Privacy is the issue of the day. Is there a solution?

privacy
Image credit | artoleshko

The recent survey into attitudes to privacy proves the point that people are nervous of how they behave online. The survey, conducted by British company YouGov, asked almost 10,000 people from nine different countries about their online behaviour and attitudes to companies using their data.

70% of people are worried about how big tech companies use their data and a third of people actively avoid certain terms and words when searching online.

Not only are they worried about what big tech is doing with their data but they are also worried about Governments spying on them.

The whole issue was put under the spotlight by the Cambridge Analytica scandal last year – and the way that it was handled (badly).

One answer, as we have said before, is not more regulation but regulation with teeth. The General Data Protection Regulation across Europe is not only toothless but a laughing stock. Months after the regulation was introduced, many of the EU’s own departments were not in line with the regulation. The only real outcome seems to have been to make it more expensive and difficult for companies who comply to market their products. There are many companies who have simply ignored the regulation and still think it is right and acceptable to bombard people with daily emails.

The only other outcome seems to be that it has given Government a law with which to try and bring big tech companies to book. Or at least get some money out of them via fines, since big tech is very good indeed at not paying tax.

What would have been extremely useful as part of the YouGov survey would have been to ask whether these nervous people would be prepared to pay for using online services.
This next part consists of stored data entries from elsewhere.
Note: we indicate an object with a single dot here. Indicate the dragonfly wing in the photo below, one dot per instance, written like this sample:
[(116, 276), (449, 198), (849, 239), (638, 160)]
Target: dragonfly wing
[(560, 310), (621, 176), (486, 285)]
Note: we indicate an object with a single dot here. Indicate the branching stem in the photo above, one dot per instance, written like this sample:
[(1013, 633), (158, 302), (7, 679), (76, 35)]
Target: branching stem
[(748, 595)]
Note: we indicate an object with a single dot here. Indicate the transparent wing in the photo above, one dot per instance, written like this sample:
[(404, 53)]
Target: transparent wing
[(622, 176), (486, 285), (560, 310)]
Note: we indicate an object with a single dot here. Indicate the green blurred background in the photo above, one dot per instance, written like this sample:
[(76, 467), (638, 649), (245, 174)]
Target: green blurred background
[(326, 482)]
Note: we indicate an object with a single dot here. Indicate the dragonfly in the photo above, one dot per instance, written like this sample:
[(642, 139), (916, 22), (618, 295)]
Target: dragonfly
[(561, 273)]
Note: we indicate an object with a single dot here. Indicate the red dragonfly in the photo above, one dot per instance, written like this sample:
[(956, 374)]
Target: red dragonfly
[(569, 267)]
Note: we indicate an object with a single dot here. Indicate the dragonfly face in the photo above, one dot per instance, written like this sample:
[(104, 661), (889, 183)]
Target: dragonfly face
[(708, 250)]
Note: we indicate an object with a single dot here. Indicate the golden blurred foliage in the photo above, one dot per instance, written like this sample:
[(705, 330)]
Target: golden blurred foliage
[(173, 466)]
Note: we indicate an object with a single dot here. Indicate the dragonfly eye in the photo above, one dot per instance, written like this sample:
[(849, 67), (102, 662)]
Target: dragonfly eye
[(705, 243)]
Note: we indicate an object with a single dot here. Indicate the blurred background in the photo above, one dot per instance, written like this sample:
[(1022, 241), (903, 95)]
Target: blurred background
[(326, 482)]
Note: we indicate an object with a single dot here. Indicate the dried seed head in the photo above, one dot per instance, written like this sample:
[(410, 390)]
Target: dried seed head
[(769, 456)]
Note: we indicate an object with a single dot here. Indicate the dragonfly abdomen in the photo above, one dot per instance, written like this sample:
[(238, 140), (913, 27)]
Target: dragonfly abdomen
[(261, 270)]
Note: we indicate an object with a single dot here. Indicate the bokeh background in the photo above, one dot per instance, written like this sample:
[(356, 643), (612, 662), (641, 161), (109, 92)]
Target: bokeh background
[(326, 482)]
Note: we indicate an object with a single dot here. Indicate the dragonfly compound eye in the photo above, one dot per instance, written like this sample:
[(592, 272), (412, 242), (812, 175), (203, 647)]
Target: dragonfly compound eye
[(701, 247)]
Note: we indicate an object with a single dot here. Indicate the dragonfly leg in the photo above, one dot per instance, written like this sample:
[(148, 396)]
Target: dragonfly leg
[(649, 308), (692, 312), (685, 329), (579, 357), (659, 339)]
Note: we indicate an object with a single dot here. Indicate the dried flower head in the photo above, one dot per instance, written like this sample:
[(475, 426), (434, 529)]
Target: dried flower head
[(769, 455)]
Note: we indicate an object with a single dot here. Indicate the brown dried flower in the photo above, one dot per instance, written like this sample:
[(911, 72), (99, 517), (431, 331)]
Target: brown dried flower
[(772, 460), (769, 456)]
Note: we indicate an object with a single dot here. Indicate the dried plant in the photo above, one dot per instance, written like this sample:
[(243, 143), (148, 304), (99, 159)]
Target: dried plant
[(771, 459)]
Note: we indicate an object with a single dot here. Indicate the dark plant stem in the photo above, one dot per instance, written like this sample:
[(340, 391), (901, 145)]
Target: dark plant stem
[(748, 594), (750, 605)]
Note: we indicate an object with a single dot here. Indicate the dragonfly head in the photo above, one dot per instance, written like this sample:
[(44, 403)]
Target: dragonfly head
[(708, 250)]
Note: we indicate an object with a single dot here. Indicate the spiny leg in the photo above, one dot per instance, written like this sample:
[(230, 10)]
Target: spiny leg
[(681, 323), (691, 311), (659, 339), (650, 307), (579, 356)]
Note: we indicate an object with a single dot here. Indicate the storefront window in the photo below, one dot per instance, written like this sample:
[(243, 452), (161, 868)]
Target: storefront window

If so, that might be a solution – pay for the privilege of being online or accept that your data will be used.

The other effort is Sir Tim Berners-Lee and his new Contract for the Web. This, as John Tanner points out, relies for its success on a critical mass of companies and Governments signing up and, as he also points out, there are some Governments that will not want to sign up to keep something open and free. To gain a critical mass will take time and that in itself may be its downfall.

The only other possible solution is the novel Vendor Relationship Management idea, where you, as customer or user, own and control your data and actively sell it based on your current requirements. So, if you are looking for a holiday, you might describe certain criteria and an agency might sell that requirement to holiday providers.
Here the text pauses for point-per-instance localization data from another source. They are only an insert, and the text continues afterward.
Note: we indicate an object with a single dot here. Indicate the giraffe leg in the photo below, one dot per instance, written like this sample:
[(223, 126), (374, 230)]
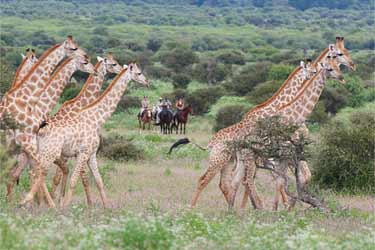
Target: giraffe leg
[(225, 184), (217, 161), (245, 198), (250, 184), (86, 185), (56, 181), (15, 173), (81, 163), (98, 179)]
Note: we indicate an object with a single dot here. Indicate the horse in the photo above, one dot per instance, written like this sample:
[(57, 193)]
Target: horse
[(181, 118), (166, 120), (145, 118)]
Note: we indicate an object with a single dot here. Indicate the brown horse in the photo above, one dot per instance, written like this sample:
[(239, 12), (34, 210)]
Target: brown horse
[(181, 118), (145, 118)]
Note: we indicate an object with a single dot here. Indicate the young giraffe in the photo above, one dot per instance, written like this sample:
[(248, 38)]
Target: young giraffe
[(220, 154), (18, 101), (47, 101), (297, 111), (88, 94), (342, 57), (79, 135), (28, 61)]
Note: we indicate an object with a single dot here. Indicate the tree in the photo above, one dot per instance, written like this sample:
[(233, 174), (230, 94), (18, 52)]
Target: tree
[(272, 138)]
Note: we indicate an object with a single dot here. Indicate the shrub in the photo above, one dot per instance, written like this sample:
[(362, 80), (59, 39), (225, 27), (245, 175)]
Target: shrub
[(127, 102), (264, 91), (248, 78), (181, 80), (345, 159), (279, 72), (211, 71), (233, 57), (229, 115), (69, 93), (202, 99), (119, 149)]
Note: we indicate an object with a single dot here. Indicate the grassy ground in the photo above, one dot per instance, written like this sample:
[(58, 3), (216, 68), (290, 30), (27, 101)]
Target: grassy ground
[(150, 208)]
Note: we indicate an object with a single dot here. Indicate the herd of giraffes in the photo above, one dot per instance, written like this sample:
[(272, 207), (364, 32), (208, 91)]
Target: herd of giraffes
[(73, 131)]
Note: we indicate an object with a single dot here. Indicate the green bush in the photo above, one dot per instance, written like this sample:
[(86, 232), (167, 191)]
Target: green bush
[(264, 91), (345, 159), (229, 115), (181, 80), (250, 76), (127, 102), (202, 99), (120, 149)]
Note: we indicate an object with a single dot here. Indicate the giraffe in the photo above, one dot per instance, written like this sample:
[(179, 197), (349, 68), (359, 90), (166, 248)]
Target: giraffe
[(28, 61), (19, 100), (297, 110), (79, 136), (342, 57), (47, 100), (88, 94), (220, 154)]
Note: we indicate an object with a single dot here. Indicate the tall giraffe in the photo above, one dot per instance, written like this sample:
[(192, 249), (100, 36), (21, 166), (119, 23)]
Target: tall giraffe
[(297, 111), (28, 61), (220, 153), (342, 57), (88, 94), (48, 99), (79, 135)]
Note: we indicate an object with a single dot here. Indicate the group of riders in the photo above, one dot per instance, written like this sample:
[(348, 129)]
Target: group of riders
[(163, 104)]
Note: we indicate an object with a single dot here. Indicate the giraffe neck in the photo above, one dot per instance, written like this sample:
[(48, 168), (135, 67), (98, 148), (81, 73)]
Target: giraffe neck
[(29, 88), (301, 107), (54, 88), (21, 72), (100, 110), (88, 94)]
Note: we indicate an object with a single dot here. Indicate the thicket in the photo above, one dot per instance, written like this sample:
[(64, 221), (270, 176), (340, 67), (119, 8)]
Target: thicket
[(345, 158)]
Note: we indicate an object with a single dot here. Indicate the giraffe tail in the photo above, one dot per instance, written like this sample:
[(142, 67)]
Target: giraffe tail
[(183, 141)]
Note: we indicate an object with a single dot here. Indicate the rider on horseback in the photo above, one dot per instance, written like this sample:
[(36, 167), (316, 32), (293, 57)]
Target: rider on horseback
[(180, 105), (145, 105)]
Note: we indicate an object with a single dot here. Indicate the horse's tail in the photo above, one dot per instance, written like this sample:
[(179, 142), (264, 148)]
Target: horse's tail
[(184, 141)]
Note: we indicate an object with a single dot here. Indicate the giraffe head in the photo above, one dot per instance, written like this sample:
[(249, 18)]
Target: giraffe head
[(308, 69), (136, 74), (29, 57), (110, 64), (83, 64), (331, 68), (71, 48), (343, 55)]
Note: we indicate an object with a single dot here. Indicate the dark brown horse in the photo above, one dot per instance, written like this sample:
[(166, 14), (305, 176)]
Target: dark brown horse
[(181, 118), (145, 118)]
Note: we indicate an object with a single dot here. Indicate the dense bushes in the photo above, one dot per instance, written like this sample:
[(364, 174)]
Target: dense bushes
[(202, 99), (127, 102), (345, 159), (229, 115), (119, 149)]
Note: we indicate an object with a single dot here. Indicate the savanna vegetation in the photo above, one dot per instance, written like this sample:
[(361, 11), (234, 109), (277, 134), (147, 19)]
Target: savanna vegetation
[(224, 57)]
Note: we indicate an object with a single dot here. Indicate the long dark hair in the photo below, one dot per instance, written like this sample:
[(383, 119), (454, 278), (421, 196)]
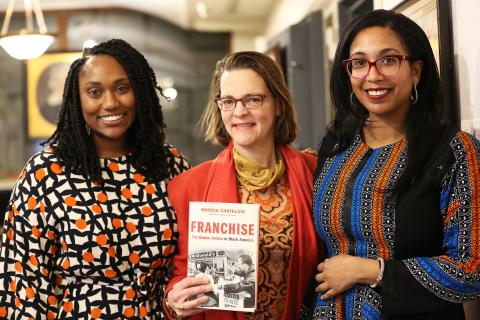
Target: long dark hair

It seems unlikely that ‘enforcing’ freedom and openness and niceness will be effective now that the web has become unassailably commercial. It is equally unlikely that people will pay for using the web because there will be commercial companies who will keep it ‘free’ as a differentiator.

The most likely answer will be one that falls back on the principle that the customer is king and if enough customers get angry enough to act, then that might be the only hope.

Privacy is undoubtedly the issue of the day. The sadness is that, if big tech companies had explained how customers’ data would help, well, everyone have a better, more relevant online experience, we would not be where we are today.